Si le texte fixe aux collectivités territoriales d'ambitieux objectifs pour limiter l'artificialisation des sols sur leur périmètre, le Gouvernement feint d'ignorer que certains des projets les plus consommateurs d'espaces sont décidés ou conduits par l'État , les élus locaux n'ayant aucun moyen de maîtriser leur impact.
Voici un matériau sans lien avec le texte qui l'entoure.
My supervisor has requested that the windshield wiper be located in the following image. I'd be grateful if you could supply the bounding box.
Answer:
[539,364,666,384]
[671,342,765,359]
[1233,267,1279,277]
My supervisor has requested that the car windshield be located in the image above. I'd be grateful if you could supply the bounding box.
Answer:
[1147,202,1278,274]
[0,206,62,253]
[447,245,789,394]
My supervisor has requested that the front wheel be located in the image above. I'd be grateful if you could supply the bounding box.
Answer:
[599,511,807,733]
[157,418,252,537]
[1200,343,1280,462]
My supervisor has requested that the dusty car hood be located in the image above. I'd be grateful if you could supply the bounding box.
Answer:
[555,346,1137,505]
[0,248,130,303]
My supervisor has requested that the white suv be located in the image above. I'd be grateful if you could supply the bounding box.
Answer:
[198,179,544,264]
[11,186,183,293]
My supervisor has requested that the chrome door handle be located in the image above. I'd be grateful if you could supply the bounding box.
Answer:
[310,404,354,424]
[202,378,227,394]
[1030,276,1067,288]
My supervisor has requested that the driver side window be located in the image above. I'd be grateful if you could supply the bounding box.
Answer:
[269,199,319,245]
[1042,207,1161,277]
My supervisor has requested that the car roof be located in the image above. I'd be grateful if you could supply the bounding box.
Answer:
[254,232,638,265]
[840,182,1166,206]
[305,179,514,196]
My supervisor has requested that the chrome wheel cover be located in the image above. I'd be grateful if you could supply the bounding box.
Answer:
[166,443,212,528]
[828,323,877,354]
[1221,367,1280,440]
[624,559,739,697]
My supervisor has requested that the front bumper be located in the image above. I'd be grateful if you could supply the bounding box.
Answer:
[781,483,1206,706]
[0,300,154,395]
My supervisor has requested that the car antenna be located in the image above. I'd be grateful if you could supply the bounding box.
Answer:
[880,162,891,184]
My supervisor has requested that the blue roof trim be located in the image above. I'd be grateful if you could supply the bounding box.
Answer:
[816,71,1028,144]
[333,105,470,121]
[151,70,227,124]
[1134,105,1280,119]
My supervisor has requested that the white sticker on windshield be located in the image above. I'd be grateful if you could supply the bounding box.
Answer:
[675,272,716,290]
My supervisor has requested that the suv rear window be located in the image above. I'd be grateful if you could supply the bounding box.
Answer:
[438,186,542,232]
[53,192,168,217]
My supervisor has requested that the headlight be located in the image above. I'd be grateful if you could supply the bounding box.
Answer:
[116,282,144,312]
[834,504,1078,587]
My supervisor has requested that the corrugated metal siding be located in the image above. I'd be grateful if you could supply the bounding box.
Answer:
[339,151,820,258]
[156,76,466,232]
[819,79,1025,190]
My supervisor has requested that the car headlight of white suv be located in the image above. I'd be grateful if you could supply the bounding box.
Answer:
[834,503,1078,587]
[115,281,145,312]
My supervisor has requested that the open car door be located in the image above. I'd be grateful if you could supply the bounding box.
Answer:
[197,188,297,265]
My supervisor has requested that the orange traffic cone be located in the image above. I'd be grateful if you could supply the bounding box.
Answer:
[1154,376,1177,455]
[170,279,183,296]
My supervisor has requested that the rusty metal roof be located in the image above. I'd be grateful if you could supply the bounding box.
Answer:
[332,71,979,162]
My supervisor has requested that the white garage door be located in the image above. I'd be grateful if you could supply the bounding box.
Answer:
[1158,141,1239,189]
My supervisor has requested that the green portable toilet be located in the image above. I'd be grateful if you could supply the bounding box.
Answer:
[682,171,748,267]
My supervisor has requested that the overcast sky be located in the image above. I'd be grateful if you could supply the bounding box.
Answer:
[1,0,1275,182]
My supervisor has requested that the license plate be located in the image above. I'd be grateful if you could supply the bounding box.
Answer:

Pour la période 2021-2031, on estime qu'environ 20 000 hectares, soit environ 15 % de l'enveloppe nationale d'artificialisation permise en application de l'objectif de réduction de 50 %, pourraient être consommés par de grands projets d'État, tels les grands ports maritimes, les liaisons ferroviaires à grande vitesse ou encore le Canal Seine-Nord. Les régions concernées devront renoncer à nombre de projets régionaux ou locaux, puisque pour compenser cet impact des grands projets nationaux, elles seraient dans certains cas tenues d'atteindre une réduction non pas de 50 %, mais de 85 % de l'artificialisation régionale. En outre, rien dans la loi Climat-résilience n'impose la réduction de l'impact de ces grands projets : la loi ne prévoit que la possibilité de mutualiser les projets d'ampleur régionale ou nationale.

Pourquoi l'État ne s'est-il pas imposé à lui-même le principe de sobriété foncière qu'il appliquera si fermement aux collectivités territoriales ?

4. Une gouvernance embryonnaire qui fait craindre une représentation insuffisante des territoires ruraux et une répartition inégale de l'effort

La loi Climat-résilience a conféré un « chef de filat » nouveau à la Région en matière de lutte contre l'artificialisation : le SRADDET et les autres documents de planification régionaux joueront un rôle central dans la définition des objectifs et la répartition de l'effort. Pourtant, n'étant pas des documents d'urbanisme, leur élaboration est peu encadrée, et l'association des collectivités compétentes en matière d'urbanisme à ce processus central n'est pas suffisamment garantie .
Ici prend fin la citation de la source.